A Russian billionaire has enlisted Stephen Hawking to help him launch a futuristic plan for seeking life in outer space.
Still, it’s exciting.
And as Hawking warns in a press statement:
“Earth is a lovely place, but it might not last forever”.
The limit that confronts us now is the great void between us and the stars.
Breakthrough Stars announced that Facebook founder Mark Zuckerberg has joined its board, along with Hawking and Milner, who first met at a physics conference 30 years ago, when Zuckerberg was one year old.
Breakthrough Stars, costing a cool $100 million, aims to build an ultra-light “light sail”, carrying a nanocraft, that can be propelled by lasers and travel at 20% the speed of light. Though nothing has been overheard during the past decades, scientists, now far from being disappointed, are determined to send interstellar fact-finding probes to find alien life forms beyond our solar system.
The tiny aircraft, with ultra-thin light sails, would be accelerated to 20 percent the speed of light by ground-based lasers, boosting them to a cruise velocity of some 59,867km per second within a few minutes. Milner and Hawking, a British astrophysicist, also teamed in 2015 on a 10-year project called the Breakthrough Listen Initiative, which searches for intelligent extraterrestrial life.Instead of sending just one tiny spacecraft, the idea is to send hundreds or thousands – so many could be lost along the way, without the mission’s being useless.
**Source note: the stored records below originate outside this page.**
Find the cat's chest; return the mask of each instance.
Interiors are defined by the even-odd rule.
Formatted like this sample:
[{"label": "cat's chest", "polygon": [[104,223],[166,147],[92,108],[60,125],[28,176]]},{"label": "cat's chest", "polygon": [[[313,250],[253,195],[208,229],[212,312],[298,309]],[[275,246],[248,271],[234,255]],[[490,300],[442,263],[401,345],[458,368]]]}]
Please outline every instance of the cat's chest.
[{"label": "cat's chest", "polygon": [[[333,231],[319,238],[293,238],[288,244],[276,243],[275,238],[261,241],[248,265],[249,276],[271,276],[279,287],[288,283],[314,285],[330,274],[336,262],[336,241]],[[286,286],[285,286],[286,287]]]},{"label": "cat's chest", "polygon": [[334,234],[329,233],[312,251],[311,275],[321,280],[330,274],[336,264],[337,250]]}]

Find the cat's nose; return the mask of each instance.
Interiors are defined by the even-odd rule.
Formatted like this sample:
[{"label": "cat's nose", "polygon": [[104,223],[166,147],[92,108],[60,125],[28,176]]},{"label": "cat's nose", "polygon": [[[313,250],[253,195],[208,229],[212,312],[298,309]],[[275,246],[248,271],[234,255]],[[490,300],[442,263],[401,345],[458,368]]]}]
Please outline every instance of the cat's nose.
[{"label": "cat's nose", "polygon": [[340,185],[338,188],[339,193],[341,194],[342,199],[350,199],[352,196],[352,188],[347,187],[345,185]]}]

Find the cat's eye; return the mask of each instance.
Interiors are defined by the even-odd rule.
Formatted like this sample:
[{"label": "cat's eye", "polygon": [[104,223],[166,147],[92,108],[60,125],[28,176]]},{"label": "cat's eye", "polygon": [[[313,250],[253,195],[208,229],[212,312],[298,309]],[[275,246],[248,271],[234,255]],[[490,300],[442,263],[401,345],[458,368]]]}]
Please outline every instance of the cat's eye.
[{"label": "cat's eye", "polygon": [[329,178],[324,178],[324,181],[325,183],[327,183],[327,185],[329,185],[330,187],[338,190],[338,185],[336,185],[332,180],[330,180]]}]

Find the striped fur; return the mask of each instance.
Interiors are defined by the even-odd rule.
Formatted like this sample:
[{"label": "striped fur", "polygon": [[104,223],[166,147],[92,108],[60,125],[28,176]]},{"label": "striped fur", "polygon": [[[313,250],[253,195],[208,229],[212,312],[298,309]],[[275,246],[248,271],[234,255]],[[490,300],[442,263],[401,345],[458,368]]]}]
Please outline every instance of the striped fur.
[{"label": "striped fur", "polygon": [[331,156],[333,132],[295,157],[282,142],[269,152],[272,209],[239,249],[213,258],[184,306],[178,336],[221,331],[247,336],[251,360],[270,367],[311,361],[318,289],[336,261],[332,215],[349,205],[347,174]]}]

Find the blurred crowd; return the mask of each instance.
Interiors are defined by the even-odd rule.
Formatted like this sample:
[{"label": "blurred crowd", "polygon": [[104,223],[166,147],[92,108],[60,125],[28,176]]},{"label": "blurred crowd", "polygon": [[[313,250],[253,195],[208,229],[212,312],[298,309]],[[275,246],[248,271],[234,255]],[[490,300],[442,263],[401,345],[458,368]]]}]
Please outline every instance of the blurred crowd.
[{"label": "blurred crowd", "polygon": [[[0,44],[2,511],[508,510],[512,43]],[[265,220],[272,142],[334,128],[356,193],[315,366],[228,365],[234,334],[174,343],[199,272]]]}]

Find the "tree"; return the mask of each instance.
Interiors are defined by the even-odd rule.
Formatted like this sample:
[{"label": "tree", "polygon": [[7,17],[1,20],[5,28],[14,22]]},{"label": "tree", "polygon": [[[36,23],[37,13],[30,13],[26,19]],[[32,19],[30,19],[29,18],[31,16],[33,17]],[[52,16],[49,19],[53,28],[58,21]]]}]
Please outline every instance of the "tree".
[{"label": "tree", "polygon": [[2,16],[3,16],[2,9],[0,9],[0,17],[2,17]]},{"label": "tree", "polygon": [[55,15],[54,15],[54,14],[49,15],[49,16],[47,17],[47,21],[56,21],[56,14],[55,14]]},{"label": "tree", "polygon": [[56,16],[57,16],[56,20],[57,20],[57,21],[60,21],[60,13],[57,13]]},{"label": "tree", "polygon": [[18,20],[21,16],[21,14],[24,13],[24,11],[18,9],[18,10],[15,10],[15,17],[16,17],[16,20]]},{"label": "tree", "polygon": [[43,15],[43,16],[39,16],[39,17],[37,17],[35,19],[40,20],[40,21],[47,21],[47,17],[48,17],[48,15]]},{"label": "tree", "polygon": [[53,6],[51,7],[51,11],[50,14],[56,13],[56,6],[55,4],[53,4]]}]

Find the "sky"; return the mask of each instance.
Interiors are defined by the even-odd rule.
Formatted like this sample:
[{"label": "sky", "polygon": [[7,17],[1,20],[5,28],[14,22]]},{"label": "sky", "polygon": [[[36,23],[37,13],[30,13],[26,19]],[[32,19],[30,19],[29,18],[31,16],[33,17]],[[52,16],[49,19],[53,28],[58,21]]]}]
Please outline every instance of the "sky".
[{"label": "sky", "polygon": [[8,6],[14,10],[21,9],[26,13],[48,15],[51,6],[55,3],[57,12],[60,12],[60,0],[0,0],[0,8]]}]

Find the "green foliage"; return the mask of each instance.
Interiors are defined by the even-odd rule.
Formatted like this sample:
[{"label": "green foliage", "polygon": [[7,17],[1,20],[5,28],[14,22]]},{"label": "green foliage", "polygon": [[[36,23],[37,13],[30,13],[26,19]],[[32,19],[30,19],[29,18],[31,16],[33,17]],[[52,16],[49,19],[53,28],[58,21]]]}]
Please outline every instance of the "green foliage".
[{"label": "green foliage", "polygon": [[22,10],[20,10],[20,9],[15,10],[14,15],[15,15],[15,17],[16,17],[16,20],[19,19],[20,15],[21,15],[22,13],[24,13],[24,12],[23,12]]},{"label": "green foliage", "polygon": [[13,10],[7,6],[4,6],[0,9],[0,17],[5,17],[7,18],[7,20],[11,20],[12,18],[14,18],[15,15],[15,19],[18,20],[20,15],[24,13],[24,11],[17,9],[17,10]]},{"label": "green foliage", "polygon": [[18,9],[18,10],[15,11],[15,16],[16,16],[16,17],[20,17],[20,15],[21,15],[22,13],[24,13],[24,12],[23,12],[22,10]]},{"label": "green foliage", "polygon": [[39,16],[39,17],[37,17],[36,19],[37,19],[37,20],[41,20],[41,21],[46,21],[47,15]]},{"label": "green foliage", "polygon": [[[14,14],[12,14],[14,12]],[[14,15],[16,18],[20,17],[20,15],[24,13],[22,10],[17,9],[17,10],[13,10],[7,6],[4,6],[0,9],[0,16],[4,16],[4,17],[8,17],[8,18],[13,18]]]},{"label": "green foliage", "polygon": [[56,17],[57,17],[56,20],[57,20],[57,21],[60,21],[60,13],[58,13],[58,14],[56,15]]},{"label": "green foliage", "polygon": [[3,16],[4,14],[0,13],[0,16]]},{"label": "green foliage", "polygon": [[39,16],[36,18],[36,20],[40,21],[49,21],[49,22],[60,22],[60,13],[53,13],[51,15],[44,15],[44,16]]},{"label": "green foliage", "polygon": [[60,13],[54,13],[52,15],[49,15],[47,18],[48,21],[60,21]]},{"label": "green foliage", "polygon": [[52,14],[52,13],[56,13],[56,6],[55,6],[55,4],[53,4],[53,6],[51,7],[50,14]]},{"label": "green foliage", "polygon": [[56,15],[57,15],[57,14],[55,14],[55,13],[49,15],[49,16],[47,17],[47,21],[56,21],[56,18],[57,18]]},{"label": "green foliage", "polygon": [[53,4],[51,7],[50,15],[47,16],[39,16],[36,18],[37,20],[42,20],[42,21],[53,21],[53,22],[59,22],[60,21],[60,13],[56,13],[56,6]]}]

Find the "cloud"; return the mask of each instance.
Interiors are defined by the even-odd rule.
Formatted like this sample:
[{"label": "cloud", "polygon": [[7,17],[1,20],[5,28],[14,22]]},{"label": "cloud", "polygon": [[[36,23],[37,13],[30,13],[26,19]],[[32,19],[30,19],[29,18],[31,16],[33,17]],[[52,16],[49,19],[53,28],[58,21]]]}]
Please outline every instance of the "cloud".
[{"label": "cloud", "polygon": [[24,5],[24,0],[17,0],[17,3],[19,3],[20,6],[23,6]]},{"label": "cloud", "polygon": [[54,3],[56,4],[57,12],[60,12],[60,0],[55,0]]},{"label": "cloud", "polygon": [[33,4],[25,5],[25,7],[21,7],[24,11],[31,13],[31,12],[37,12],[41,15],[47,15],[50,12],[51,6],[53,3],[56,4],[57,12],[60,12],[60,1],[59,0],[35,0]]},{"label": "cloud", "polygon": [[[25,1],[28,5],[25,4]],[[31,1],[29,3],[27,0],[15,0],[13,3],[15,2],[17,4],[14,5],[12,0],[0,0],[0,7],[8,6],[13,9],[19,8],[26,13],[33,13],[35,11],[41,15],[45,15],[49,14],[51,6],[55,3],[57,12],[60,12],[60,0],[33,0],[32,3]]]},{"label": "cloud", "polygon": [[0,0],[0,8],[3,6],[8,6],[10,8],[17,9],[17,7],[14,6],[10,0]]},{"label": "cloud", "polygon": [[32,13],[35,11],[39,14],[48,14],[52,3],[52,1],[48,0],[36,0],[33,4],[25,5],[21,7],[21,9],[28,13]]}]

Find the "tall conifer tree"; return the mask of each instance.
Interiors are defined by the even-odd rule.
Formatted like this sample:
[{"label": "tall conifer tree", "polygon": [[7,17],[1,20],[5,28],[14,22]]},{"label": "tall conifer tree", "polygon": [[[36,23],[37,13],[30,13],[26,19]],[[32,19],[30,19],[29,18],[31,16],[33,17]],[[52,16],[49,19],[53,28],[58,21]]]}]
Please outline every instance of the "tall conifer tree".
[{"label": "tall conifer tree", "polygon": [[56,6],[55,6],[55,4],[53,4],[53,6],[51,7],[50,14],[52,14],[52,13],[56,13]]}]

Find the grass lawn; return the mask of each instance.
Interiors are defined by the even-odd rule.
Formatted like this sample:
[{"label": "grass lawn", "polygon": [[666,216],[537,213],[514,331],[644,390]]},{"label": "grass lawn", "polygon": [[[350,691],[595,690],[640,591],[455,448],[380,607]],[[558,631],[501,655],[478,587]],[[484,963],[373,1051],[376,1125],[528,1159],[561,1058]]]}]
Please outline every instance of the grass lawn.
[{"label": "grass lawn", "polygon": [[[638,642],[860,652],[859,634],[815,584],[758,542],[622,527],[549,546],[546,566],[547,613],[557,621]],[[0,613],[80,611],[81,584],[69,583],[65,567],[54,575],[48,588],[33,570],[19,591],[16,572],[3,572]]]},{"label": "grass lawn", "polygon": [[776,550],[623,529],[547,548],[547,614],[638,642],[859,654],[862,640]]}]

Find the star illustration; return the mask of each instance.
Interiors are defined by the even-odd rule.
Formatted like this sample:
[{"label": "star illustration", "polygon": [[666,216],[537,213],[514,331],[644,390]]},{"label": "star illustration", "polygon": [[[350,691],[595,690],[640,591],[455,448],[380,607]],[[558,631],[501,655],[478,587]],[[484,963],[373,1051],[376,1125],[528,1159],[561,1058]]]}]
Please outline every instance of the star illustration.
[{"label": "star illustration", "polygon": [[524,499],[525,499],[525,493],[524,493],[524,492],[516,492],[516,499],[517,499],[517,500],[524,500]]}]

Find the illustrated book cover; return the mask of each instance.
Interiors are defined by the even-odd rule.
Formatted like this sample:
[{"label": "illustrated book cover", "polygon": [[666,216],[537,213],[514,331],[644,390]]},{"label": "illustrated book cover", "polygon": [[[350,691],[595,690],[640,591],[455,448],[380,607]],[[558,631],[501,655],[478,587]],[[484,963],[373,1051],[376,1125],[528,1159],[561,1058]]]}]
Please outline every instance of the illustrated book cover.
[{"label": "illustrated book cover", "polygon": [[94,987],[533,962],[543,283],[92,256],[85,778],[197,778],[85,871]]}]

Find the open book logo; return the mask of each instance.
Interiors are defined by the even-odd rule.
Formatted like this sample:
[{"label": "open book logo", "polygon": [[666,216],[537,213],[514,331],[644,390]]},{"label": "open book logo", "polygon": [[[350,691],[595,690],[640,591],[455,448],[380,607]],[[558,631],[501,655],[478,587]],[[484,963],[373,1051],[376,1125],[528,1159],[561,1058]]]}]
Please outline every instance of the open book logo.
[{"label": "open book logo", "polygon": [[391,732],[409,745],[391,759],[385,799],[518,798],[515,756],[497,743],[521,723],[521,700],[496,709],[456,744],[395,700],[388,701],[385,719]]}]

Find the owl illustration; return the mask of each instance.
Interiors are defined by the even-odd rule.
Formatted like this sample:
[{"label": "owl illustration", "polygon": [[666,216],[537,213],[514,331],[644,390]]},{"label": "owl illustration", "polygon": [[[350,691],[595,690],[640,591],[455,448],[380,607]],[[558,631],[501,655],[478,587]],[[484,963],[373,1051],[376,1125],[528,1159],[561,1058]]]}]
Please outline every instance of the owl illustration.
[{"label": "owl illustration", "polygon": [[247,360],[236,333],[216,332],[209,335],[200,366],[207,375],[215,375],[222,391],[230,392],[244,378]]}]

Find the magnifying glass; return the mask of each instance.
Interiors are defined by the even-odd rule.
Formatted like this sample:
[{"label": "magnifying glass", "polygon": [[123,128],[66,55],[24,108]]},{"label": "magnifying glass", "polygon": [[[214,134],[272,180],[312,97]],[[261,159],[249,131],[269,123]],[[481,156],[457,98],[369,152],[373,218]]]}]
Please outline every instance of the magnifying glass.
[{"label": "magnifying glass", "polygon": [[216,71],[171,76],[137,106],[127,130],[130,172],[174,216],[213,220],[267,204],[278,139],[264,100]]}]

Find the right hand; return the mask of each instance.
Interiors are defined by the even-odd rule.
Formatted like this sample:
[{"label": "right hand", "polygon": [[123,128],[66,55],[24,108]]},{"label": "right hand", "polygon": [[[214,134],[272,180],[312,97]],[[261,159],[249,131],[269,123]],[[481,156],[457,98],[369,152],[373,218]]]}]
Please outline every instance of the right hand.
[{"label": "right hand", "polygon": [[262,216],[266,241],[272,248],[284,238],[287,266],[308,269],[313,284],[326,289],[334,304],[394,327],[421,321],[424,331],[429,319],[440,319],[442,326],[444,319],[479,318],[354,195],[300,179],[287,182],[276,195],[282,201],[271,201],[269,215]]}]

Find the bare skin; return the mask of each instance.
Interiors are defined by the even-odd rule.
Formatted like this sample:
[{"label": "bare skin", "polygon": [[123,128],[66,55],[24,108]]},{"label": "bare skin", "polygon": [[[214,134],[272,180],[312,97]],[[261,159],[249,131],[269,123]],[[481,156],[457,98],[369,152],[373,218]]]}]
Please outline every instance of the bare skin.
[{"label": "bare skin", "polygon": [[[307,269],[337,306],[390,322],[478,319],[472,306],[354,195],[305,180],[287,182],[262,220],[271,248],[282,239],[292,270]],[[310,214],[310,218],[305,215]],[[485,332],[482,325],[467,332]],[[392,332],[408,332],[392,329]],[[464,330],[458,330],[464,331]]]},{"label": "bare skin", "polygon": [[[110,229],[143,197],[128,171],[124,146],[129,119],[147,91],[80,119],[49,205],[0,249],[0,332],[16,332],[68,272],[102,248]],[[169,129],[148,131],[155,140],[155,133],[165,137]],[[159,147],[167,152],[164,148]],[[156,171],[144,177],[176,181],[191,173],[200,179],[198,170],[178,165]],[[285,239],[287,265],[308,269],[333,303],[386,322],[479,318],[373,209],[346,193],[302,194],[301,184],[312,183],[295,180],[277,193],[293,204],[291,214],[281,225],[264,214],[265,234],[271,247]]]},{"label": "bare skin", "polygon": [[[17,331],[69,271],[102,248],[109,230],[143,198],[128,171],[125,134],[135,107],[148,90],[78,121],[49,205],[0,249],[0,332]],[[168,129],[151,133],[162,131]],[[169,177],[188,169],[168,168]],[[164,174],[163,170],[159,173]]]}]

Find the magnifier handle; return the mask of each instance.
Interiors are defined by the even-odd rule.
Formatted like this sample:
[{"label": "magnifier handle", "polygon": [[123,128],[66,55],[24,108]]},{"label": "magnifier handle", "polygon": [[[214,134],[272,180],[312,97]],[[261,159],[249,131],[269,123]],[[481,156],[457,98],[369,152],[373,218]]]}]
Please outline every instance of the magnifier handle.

The extremely ambitious space project is expected to reveal deep space secrets and allow us to take pographs of distance worlds for the very first time. The executive director will be Pete Worden, former director of NASA Ames Research Center. “The human story is one of great leaps”, he said.
“The Breakthrough concept is based on technology either already available or likely to be available in the near future”, Milner said. That means it would take around 20,000 years to send a craft like it to Alpha Centauri.”Can we literally reach the stars, and can we do it in our lifetime?”Even after it reaches Alpha Centauri, the team feels that it would take another four years for the spacecraft to collect and beam back information to the earth.